#2909 PR merged: Inform the user when it could not umount something

Labels: enhancement, fixed / solved / done

jsmeix opened issue at 2023-01-10 11:48:

  • Type: Enhancement

  • Impact: Normal

  • Reference to related issue (URL):
    https://github.com/rear/rear/issues/2908

  • How was this pull request tested?
    Not tested by me.

  • Brief description of the changes in this pull request:

In output/ISO/Linux-i386/700_create_efibootimg.sh
make umounting the EFI virtual image more fail-safe:
In any case 'sleep 1' after 'cp' before normal 'umount'
and if this fails try 'umount --lazy' and if that also fails
show the user a LogPrintError (and proceed bona fide)
so the user can understand why later at the end
cleanup_build_area_and_end_program() may show

Could not remove build area

when lazy umount could not clean up things until then.
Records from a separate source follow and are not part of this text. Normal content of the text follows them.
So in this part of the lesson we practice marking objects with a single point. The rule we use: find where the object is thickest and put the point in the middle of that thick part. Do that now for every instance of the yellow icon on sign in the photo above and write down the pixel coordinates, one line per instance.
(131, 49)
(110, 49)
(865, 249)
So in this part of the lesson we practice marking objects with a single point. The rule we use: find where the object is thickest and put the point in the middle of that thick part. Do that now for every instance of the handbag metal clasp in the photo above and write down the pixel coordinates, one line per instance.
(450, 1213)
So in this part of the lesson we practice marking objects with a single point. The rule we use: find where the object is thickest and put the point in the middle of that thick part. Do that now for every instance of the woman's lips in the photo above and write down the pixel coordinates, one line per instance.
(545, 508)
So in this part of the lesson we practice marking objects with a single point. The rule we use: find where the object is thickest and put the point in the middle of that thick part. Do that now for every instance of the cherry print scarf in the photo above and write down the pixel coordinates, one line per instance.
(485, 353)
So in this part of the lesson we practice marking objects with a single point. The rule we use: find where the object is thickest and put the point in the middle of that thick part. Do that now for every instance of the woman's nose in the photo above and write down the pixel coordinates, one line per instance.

In restore/NETFS/default/400_restore_backup.sh and
same also in restore/YUM/default/410_restore_backup.sh
it calls umount "$BUILD_DIR/outputfs"
because BUILD_DIR/outputfs is needed as mountpoint
to mount something (a medium that contains the backup)
so inform the user about an umounting failure
(if there was something mounted at BUILD_DIR/outputfs)
so he can understand why the subsequent mounting fails
or why several things got mounted stacked one over the other.

jsmeix commented at 2023-01-12 13:56:

Primarily for my own information
here some links about 'umount --lazy' and related things:

https://superuser.com/questions/412109/lazy-umount-or-unmounting-a-busy-disk-in-linux

https://stackoverflow.com/questions/7878707/how-to-unmount-a-busy-device

https://serverfault.com/questions/1101277/how-does-a-lazy-unmount-actually-work

https://unix.stackexchange.com/questions/385645/how-do-i-know-when-lazy-umount-l-completes

https://www.unix.com/linux/119194-umount-l-dangerous.html

https://unix.stackexchange.com/questions/111779/how-to-find-out-easily-whether-a-block-device-or-a-part-of-it-is-mounted-someh

jsmeix commented at 2023-01-12 14:16:

@pcahyna
in my current change here for
output/ISO/Linux-i386/700_create_efibootimg.sh
I call only plain 'umount --lazy' without additional '--force'
so I cannot use the umount_mountpoint_lazy function here
because that calls umount $v -f -l $mountpoint.

I do not like '--lazy' with additional '--force'
because "man umount" tells:

-f, --force
Force an unmount (in case of an unreachable NFS system).
Note that this option does not guarantee that umount command does not hang.

As usual the description is rather terse and does not explain things
so one has to imagine what could be meant.

Currently I understand this as if '--force' may hang up
because in general to enforce something one must try hard
to get that something done which means "don't give up"
but "try hard endlessly" so it may never finish.

In contrast '--lazy' has opposite meaning
so 'umount --lazy' basically always returns and
lets things clean up on its own in the background,
e.g. see
https://serverfault.com/questions/1101277/how-does-a-lazy-unmount-actually-work
that reads (excerpt):

Lazy umount is a regular umount, which happens in background.
In addition is hides the mount entry, which makes it looks
like umount have worked (or Detach the filesystem from
the file hierarchy, how man page says). In really the
unmount will happen when filesystem is not in use anymore.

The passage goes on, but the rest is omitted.